Explain Adam state when using DDP

sh0416 · May 27, 2020, 12:32pm

Is the Adam’s state dict work correct when we use DDP???

I think there is no sync for the optimizer. Do I have to make code for this manually?

Thanks,

ptrblck · May 28, 2020, 5:39am

DDP should synchronize the gradients in the backward using AllReduce operations, such that each optimizer should use the same model parameters as well as gradients, thus also creating the same internal states.
I don’t think there is a need to synchronize the optimizer’s state, but @mrshenli might correct me, if I’m wrong.
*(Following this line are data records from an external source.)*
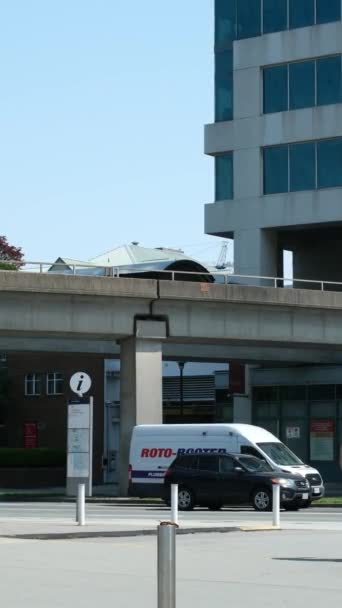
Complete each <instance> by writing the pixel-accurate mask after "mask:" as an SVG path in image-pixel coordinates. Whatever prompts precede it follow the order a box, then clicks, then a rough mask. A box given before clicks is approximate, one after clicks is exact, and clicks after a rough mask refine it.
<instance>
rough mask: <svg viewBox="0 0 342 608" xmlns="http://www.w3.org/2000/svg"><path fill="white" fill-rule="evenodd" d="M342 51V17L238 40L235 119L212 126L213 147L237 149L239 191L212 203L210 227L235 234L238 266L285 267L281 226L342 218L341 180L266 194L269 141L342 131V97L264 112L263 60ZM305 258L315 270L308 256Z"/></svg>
mask: <svg viewBox="0 0 342 608" xmlns="http://www.w3.org/2000/svg"><path fill="white" fill-rule="evenodd" d="M337 53H342V23H341V22H338V23H329V24H325V25H320V26H315V27H308V28H300V29H295V30H290V31H285V32H277V33H274V34H268V35H267V36H260V37H255V38H251V39H247V40H238V41H236V42H234V120H233V121H230V122H219V123H216V124H211V125H207V126H206V128H205V152H206V154H209V155H213V156H215V155H217V154H221V153H224V152H229V151H233V152H234V199H233V200H229V201H228V200H227V201H218V202H214V203H211V204H207V205H206V207H205V231H206V232H207V233H208V234H215V235H218V236H224V237H230V238H232V237H234V240H235V255H234V263H235V272H236V273H238V274H255V275H264V274H272V275H273V274H275V275H278V276H279V274H282V273H281V272H280V273H279V272H277V271H276V272H274V269H276V268H277V258H278V256H279V252H278V250H277V244H276V241H277V237H276V233H277V231H278V229H279V228H282V227H287V228H288V229H290V228H291V227H296V226H303V227H305V226H308V227H312V226H314V225H320V224H329V223H335V222H338V223H341V220H342V211H341V189H340V188H336V189H331V190H320V191H310V192H294V193H290V194H281V195H272V196H263V162H262V148H263V147H265V146H273V145H278V144H283V143H292V142H302V141H309V140H316V139H317V140H318V139H325V138H331V137H337V136H338V137H341V136H342V104H336V105H327V106H321V107H314V108H305V109H301V110H295V111H290V112H279V113H275V114H267V115H263V83H262V68H263V67H264V66H272V65H276V64H279V63H286V62H292V61H298V60H305V59H309V58H311V57H313V58H317V57H320V56H326V55H334V54H337ZM263 229H269V230H271V231H274V235H273V236H272V237H271V238H269V236H267V238H266V237H265V233H264V232H263ZM272 239H273V245H272V243H271V241H272ZM297 266H298V270H299V269H300V271H301V276H303V274H302V271H304V273H305V274H304V277H303V278H309V275H310V273H311V276H312V270H311V269H309V268H308V264H307V263H304V261H303V256H302V259H301V261H298V265H297ZM317 267H318V268H319V269H320V268H322V276H321V278H324V277H325V276H327V273H326V272H323V266H322V265H317ZM314 276H315V277H316V276H317V275H316V274H315V275H314ZM332 276H334V277H336V274H334V273H333V274H332ZM341 276H342V273H341V274H340V277H341Z"/></svg>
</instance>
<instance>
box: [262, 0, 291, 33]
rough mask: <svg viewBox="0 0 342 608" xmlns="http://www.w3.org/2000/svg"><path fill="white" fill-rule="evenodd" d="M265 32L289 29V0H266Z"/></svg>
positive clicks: (280, 31) (265, 32) (265, 12)
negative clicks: (287, 0) (287, 12)
mask: <svg viewBox="0 0 342 608" xmlns="http://www.w3.org/2000/svg"><path fill="white" fill-rule="evenodd" d="M263 23H264V34H270V33H271V32H281V31H283V30H286V29H287V0H264V6H263Z"/></svg>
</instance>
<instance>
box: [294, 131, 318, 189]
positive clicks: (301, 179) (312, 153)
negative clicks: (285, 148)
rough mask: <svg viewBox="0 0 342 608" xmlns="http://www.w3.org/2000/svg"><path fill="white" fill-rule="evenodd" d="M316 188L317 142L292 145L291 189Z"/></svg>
mask: <svg viewBox="0 0 342 608" xmlns="http://www.w3.org/2000/svg"><path fill="white" fill-rule="evenodd" d="M315 188H316V152H315V144H314V143H308V144H292V145H291V146H290V190H291V191H292V192H296V191H297V192H298V191H300V190H314V189H315Z"/></svg>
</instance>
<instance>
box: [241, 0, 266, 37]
mask: <svg viewBox="0 0 342 608" xmlns="http://www.w3.org/2000/svg"><path fill="white" fill-rule="evenodd" d="M260 34H261V0H239V2H238V3H237V37H238V38H253V37H254V36H260Z"/></svg>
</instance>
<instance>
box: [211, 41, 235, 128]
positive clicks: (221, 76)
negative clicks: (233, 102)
mask: <svg viewBox="0 0 342 608" xmlns="http://www.w3.org/2000/svg"><path fill="white" fill-rule="evenodd" d="M232 119H233V51H232V50H228V51H224V52H223V53H216V55H215V120H216V122H220V121H222V120H232Z"/></svg>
sh0416 · May 28, 2020, 5:55am

I just found out that LayerNorm with learnable parameter destroy the synchronization between the weights.
SyncBatchNorm is a solution for BatchNorm, but LayerNorm doesn’t have SyncLayerNorm. I just give up using DistributedDataParallel because it may not improve the performance if I add more synchroize point for LayerNorm. In my case, almost all submodule have LayerNorm.
By the way, I really appreciate your help and thank you.

mrshenli · May 28, 2020, 3:44pm

Yep, I agree with @ptrblck’s comment above.

osivaz61 · September 7, 2022, 7:34pm

Did you find a way to sync LayerNorm.